I don't want to speak for others when I say this, but I hope you know I am trying to better myself and not letting myself rot away. I want you to know that I don't expect you to feel sorry for me nor do I want you to. I just want you to know that DEPRESSION IS REAL. It isn't a "bump on the road" and "a rut". I am not just sad...this is my day to day life. This is EVERYDAY. I battle with my head EVERYDAY. It is hard, it gets frustrating, it gets nasty, it get out of hand, and it isn't pretty. It isn't a cry for help, it is my damn head being stupid. It is me getting in the way of me. Like a dark infections entity is inside of me refusing to let me feel Life's pleasures. That is why some don't understand that the littlest things mean a BIG deal to me.
  Getting out of bed, doing my hair, getting dressed, and making breakfast is the most simplest pleasure I enjoy. It makes me feel alive and that I actually am not worthless and I can do the simplest tasks. It makes me feel like I accomplished something, maybe I didn't do laundry and I didn't finish all the dishes, but I did something! To wake up and wash my face and look in the mirror...that is already the days accomplishment. Why? Because there are days where I don't want to get out of bed or see the light of day. Or when I went to work I didn't have myself put together right and it threw me off completely. I would then find myself crying in the bathroom or in the corner of the kitchen trying to catch my breath to keep going. I use self talk everyday to keep me from running home to go under the covers on my bed. 
  Just because I laugh and try to make things seem better than they really are doesn't mean I am faking this. Who would want to fake feeling horrible? It doesn't mean that when I post a picture of me smiling saying it is the best day of my life that I am not depressed anymore. It doesn't mean that I am getting better, it just means I can hide it better. Just because you see me laughing my head off at a lame joke that I am in a good mood. It may mean that I just found your joke funny and that is the one thing my mind let slip in to make me feel that burst of joy. 
And one last thing! NOT EVERYONE'S DEPRESSION IS THE SAME! We are all battling a different battle. Different Mind = Different Battle, it's that simple. What helped Julie might not help Erin. What helped Candy might not work on Lizz. It is the way things are. So don't come over and talk to me like you know what will help and that I am being a baby and I don't want to get over it...you have no idea how any people have said that to me and other's that I have talked to. 

How can you help me?

Well, for now? I think there is nothing someone can do for me right now but to just be understanding. To give me space when I ask for it and to give me company when I ask for it. To just know it is okay and people feel this way. To not treat me any different and I enjoy all of your friendships. And if we hang out, don't bring up my sad crap and leave it for some other time when I want to bring it up because I want to forget about that and enjoy time with you. 

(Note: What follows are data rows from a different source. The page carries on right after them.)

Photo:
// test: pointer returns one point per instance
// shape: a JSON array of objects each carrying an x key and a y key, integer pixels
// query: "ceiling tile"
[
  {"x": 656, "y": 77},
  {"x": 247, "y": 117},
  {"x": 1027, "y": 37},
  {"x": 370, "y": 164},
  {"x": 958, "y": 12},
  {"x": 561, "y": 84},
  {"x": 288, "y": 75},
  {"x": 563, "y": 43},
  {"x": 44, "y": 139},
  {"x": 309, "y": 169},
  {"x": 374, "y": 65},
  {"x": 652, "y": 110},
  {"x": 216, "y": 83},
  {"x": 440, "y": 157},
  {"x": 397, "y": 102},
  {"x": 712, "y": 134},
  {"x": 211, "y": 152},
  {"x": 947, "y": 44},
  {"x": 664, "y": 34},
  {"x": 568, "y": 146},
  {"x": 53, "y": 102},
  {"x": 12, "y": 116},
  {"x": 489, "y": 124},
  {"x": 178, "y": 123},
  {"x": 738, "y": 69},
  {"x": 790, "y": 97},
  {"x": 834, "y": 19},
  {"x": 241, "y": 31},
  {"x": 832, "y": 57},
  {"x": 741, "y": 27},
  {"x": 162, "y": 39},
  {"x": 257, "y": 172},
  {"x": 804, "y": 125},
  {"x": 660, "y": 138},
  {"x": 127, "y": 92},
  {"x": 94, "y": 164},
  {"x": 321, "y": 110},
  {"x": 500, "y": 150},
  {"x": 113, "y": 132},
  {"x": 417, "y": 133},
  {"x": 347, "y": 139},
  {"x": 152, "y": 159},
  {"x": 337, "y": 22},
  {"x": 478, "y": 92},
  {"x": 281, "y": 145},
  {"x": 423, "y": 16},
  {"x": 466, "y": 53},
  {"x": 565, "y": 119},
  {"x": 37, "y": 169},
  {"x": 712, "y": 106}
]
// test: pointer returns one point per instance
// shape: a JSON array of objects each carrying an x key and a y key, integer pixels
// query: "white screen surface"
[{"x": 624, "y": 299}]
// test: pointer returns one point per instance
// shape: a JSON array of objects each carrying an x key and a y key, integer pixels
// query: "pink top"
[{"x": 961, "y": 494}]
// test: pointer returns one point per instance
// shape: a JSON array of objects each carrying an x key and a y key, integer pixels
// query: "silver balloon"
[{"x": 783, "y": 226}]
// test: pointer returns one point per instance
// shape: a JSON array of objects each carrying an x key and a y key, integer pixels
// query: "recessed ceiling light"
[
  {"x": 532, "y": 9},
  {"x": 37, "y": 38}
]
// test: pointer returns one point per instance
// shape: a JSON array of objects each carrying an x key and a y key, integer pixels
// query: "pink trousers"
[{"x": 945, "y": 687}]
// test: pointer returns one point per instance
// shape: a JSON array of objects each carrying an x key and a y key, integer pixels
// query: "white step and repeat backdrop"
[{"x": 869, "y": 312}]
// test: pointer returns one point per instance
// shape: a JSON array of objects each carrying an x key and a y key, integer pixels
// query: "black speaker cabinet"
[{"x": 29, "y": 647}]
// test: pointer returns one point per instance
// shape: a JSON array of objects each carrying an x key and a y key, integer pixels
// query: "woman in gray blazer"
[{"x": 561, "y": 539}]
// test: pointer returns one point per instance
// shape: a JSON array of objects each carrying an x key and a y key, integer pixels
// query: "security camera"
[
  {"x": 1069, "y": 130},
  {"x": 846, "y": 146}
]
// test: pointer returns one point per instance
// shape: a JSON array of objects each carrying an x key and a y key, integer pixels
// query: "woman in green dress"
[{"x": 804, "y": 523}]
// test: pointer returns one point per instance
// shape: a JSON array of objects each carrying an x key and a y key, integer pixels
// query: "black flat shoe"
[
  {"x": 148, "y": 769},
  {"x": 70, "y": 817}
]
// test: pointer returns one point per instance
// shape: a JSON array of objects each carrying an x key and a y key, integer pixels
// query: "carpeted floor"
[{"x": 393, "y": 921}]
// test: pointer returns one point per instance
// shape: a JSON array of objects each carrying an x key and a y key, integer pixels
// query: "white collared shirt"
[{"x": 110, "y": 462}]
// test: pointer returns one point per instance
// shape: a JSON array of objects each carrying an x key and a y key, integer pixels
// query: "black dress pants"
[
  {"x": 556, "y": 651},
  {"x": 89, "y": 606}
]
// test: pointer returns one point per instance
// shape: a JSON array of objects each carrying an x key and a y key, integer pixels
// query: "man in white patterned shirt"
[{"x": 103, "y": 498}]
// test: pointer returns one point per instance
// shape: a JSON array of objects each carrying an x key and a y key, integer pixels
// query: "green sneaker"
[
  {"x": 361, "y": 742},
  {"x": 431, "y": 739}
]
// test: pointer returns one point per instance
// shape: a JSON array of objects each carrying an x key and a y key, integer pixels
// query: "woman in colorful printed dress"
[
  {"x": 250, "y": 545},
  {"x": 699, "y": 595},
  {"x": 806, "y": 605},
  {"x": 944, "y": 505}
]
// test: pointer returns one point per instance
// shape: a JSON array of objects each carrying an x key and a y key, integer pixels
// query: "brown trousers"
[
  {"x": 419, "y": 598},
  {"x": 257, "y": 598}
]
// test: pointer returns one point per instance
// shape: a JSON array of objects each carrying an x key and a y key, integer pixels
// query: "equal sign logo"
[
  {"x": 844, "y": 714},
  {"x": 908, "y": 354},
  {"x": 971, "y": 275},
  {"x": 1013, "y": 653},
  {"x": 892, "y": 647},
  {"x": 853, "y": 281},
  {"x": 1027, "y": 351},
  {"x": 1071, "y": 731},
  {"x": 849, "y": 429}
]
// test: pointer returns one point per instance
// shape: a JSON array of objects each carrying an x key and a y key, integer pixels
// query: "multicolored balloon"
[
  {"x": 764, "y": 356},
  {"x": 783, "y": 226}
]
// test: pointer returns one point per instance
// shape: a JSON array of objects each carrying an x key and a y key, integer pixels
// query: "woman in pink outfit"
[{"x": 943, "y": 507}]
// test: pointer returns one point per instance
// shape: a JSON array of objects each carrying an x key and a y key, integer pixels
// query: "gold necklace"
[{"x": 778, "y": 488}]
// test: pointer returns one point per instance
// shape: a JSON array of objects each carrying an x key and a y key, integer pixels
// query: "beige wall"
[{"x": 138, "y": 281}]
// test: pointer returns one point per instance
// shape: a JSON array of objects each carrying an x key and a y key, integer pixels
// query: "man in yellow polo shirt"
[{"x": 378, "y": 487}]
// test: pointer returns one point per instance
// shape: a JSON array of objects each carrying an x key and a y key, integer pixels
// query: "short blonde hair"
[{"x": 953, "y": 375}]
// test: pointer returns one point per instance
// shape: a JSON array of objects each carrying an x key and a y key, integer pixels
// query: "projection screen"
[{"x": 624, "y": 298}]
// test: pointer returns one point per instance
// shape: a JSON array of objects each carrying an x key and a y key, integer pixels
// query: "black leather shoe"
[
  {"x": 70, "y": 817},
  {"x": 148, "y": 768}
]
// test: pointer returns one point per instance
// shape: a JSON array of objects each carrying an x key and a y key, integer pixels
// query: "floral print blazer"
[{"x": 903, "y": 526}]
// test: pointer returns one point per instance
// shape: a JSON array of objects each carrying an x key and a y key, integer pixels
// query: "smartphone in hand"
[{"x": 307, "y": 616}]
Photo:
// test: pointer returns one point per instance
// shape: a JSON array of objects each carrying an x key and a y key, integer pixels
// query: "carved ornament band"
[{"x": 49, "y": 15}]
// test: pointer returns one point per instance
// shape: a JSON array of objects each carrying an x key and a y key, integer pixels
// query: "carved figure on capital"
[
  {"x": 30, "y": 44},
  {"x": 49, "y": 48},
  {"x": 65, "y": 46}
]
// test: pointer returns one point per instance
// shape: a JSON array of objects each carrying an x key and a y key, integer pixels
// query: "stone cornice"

  And for those of you that feel the same way or fighting a different but similar battle, you can always send your story here at normaackerstories@gmail.com. You can send what you have gone through and your hardships and the way you overcame those if you did. Or you can explain how you are still battling and what you want to share with the world also. 
Because going through depression alone isn't easy...it is hard to even walk into a room without feeling the heaviness. 
Because Depression is real...and we need to do more about it instead of throwing people in mental institutions with no real intentions to curing the problem.